Pakistani politician

Awais Qasim Khan is a Pakistani politician who was a Member of the Provincial Assembly of the Punjab, from 2008 to May 2018. Chaudhry Owais Qasim is deeply loved by the people of Zafarwal and has changed parties more than five times. In the 2024 elections, Ahmed Iqbal Chaudhry has defeated Owais Qasim with a large lead in the by-elections.

==Early life and education==
He was born in a Rajput Sulehria family on 19 August 1969 in Sialkot.

He completed his graduation from Forman Christian College in 1989 and has a degree of Bachelor of Arts.

==Political career==

He ran for the seat of the Provincial Assembly of the Punjab as a candidate of Pakistan Muslim League (Q) (PML-Q) from Constituency PP-132 (Narowal-I) in the 2002 Pakistani general election. He received 14,835 votes and lost the seat to Syed Saeed ul Hassan, an independent candidate.

He was elected to the Provincial Assembly of the Punjab as a candidate of Pakistan Muslim League (N) (PML-N) from Constituency PP-132 (Narowal-I) in the 2008 Pakistani general election. He received 33,382 votes and defeated Syed Saeed ul Hassan Shah, a candidate of PML-Q.
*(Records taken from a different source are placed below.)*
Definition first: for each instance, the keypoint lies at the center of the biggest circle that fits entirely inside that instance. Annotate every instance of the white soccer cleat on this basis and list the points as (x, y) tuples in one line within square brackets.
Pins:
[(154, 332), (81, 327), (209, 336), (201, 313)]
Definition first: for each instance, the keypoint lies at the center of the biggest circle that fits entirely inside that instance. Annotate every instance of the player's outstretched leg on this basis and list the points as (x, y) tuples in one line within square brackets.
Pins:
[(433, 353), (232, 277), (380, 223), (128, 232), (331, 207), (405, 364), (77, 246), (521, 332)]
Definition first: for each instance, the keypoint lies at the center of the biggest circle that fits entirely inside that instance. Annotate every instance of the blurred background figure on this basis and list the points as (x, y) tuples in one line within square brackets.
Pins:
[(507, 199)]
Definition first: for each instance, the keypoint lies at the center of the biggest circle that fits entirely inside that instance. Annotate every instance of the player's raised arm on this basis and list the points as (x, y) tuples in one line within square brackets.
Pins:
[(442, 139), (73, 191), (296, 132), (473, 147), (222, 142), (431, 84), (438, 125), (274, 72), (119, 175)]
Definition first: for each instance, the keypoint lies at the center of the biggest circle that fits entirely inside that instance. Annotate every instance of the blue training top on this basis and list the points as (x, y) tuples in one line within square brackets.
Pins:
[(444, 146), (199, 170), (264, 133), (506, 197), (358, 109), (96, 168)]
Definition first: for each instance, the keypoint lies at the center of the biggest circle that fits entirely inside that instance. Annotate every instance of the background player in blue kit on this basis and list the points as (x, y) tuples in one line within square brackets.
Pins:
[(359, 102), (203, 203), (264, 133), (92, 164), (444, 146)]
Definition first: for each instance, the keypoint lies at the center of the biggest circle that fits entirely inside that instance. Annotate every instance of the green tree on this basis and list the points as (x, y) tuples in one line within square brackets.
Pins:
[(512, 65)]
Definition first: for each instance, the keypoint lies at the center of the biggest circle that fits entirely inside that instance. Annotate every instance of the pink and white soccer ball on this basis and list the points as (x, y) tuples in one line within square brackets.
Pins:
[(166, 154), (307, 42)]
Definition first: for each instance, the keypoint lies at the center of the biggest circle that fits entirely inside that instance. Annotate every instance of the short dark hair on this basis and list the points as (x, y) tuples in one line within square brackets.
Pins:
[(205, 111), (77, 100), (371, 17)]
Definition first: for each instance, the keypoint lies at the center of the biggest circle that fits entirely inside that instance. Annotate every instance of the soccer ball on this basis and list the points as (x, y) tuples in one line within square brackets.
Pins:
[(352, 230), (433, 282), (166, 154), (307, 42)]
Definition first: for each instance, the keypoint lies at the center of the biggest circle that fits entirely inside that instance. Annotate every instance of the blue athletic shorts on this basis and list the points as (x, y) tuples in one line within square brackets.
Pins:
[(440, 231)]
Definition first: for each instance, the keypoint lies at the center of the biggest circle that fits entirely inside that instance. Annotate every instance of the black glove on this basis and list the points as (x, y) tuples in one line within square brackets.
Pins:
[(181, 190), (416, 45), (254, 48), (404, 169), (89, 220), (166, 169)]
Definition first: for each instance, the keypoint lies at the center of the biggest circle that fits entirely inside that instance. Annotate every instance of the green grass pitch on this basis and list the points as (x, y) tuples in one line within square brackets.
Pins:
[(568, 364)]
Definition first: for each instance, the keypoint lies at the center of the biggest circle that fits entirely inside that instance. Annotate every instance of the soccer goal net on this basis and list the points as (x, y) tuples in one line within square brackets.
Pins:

He was re-elected to the Provincial Assembly of the Punjab as a candidate of PML-N from Constituency PP-132 (Narowal-I) in the 2013 Pakistani general election. He received 45,505 votes and defeated an independent candidate, Syed Saeed ul Hassan Shah.

In May 2018, he quit PML-N and joined Pakistan Tehreek-e-Insaf (PTI).